En plus de recevoir un bon d’achat de 30 euros par enfant et de 50 euros par adulte sur le site Letzshop.lu, les participants auront le mérite de participer à la plus grande enquête de biosurveillance nationale jamais réalisée. En 2018, l’initiative HBM4EU soutenue par l’Union européenne avait été réalisée auprès de 210 adultes au Luxembourg, sans prendre en compte les mineurs.

«Développer des valeurs de référence»

Cette fois, le panel est trois fois plus important, incluant également les enfants qui constituent une population plus vulnérable quand ils sont exposés à des polluants environnementaux.

De cette façon, l’enquête actuelle LëtzHBM permet d’améliorer la biosurveillance humaine aussi bien au niveau luxembourgeois qu’européen. Pour cause, LëtzHBM «fait partie d’un projet européen plus vaste appelé le PARC, pour « Partenariat pour l’évaluation des risques liés aux substances chimiques« , auquel trois agences européennes participent : celle de l’environnement, des produits chimiques et de la sécurité alimentaire».

Sur les 600 participants requis d’ici 2027, LëtzHBM a déjà récolté des échantillons auprès de 84 personnes, adultes et enfants. (Photo : lns)

À l’instar de l’étude du LNS, d’autres sont également soutenues par la Commission européenne dans 24 pays membres du PARC. «Les données de tous les pays européens qui participent seront rassemblées et utilisées afin de réussir à développer des valeurs de référence», résume le Dr Maria Torres Toda.

L’enjeu est grand puisque, à ce jour, il n’existe pas, à l’échelle européenne, de valeurs de référence en termes d’exposition pour la population. Une harmonisation permettra donc de contribuer à «développer des politiques appropriées dans le but de protéger la santé publique».

Des résultats à vocation collective

Cette absence de valeurs de référence explique l’absence de communication pour les résultats individuels des prélèvements biologiques (cheveux, urine, sang) de LëtzHBM. «Les participants n’auront pas leurs résultats mais un résultat global, car il n’existe pas de valeurs référence pour la majorité des produits chimiques qui ont été priorisés. Ainsi, pour la majorité de ces produits chimiques, aucun médecin ne peut dire si ce niveau est préoccupant ou non.»

Le développement de ces valeurs de référence au niveau de l’Europe prendra plusieurs années, la fin du PARC étant fixé au printemps 2029.

Par contre, pour certaines substances, il est déjà possible d’analyser les valeurs d’exposition. Les personnes dont les résultats sont problématiques seront alors contactées par les médecins du LNS et référées vers le service hospitalier national de la médecine de l’environnement au CHEM. Elles pourront bénéficier d’une prise en charge individuelle ainsi que pour leur enfant, et, si nécessaire, les autres membres du même foyer.

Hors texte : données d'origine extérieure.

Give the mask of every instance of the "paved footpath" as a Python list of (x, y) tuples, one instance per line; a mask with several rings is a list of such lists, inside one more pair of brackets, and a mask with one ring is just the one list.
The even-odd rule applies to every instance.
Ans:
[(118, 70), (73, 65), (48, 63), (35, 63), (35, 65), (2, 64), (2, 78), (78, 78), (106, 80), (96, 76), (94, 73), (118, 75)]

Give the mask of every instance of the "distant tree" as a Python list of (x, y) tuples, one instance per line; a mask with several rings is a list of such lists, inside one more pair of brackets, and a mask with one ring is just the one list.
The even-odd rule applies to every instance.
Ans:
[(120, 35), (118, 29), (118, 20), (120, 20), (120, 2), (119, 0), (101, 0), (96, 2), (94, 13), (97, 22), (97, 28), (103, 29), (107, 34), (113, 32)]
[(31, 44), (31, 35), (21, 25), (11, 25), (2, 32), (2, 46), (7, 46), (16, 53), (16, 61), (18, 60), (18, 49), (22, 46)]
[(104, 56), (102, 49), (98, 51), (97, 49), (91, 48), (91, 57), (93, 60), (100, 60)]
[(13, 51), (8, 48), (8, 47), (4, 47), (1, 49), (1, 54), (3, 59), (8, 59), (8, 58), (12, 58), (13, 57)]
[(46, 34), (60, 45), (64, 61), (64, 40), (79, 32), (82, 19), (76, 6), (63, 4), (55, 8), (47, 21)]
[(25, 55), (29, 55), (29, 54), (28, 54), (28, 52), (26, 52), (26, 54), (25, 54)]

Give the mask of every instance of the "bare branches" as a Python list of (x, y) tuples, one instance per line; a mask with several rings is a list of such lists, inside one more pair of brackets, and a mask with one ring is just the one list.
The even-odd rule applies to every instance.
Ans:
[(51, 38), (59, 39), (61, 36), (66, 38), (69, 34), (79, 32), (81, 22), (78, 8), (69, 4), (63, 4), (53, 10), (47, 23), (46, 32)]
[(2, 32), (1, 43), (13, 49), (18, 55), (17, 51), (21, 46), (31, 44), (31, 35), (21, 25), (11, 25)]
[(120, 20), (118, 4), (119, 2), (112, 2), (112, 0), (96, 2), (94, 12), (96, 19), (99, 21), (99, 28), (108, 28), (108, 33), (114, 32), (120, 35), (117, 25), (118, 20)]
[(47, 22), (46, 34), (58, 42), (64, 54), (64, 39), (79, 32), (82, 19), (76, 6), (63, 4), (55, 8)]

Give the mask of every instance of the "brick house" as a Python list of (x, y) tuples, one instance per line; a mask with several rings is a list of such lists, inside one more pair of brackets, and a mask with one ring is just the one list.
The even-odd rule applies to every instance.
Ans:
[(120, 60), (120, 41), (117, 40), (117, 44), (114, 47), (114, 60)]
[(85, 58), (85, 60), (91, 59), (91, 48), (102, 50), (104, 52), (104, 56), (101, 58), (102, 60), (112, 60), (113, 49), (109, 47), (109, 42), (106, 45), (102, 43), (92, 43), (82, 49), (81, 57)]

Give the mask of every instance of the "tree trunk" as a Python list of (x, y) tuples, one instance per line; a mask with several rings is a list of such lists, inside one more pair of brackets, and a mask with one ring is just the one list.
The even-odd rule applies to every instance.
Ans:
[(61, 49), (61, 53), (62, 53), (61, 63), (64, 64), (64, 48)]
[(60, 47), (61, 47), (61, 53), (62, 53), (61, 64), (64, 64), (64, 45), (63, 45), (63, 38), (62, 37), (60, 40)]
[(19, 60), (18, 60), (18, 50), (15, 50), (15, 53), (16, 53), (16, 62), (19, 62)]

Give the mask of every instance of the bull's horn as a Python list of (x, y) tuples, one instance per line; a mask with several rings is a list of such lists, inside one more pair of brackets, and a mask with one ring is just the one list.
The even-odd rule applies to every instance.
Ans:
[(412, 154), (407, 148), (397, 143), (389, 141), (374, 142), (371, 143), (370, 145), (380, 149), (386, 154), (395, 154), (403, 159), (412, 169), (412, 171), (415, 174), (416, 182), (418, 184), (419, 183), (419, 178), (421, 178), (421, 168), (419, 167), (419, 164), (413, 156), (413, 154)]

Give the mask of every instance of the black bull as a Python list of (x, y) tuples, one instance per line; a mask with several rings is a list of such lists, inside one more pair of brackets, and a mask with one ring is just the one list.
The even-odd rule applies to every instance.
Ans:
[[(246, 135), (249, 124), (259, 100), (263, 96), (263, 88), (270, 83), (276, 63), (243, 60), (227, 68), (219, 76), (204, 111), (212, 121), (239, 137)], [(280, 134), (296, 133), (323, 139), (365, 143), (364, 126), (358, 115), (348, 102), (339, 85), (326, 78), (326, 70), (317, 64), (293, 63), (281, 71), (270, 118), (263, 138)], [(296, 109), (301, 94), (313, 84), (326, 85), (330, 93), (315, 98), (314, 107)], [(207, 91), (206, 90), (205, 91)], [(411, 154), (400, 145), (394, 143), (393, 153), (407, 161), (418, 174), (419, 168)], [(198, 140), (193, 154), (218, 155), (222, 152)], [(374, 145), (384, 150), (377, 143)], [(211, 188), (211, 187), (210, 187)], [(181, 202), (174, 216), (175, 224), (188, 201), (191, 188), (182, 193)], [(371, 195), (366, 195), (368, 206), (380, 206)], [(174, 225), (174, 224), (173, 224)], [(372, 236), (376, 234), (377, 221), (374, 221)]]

* Le formulaire est disponible sur : lns.lu/enquete-generale-de-biosurveillance-au-Luxembourg

De la biosurveillance sur les salades

Par le passé, le ministère de l’Environnement a déjà réalisé de la biosurveillance à partir de légumes cultivés par des habitants de quartiers proches des sites sidérurgiques à Differdange, Esch-sur-Alzette et Schifflange. Grâce à la couche grasse présente à la surface de ses feuilles, le légume à feuilles (salades, choux, céleris) peut capter et fixer les polluants de nature organique présents dans l’air environnant.

Les aiguilles des épicéas possèdent également un film protecteur gras qui fait d’elles un autre bioindicateur efficace. Tout comme la mousse qui, n’ayant pas de racines, est très sensible à l’atmosphère et accumule les polluants tels que les métaux lourds.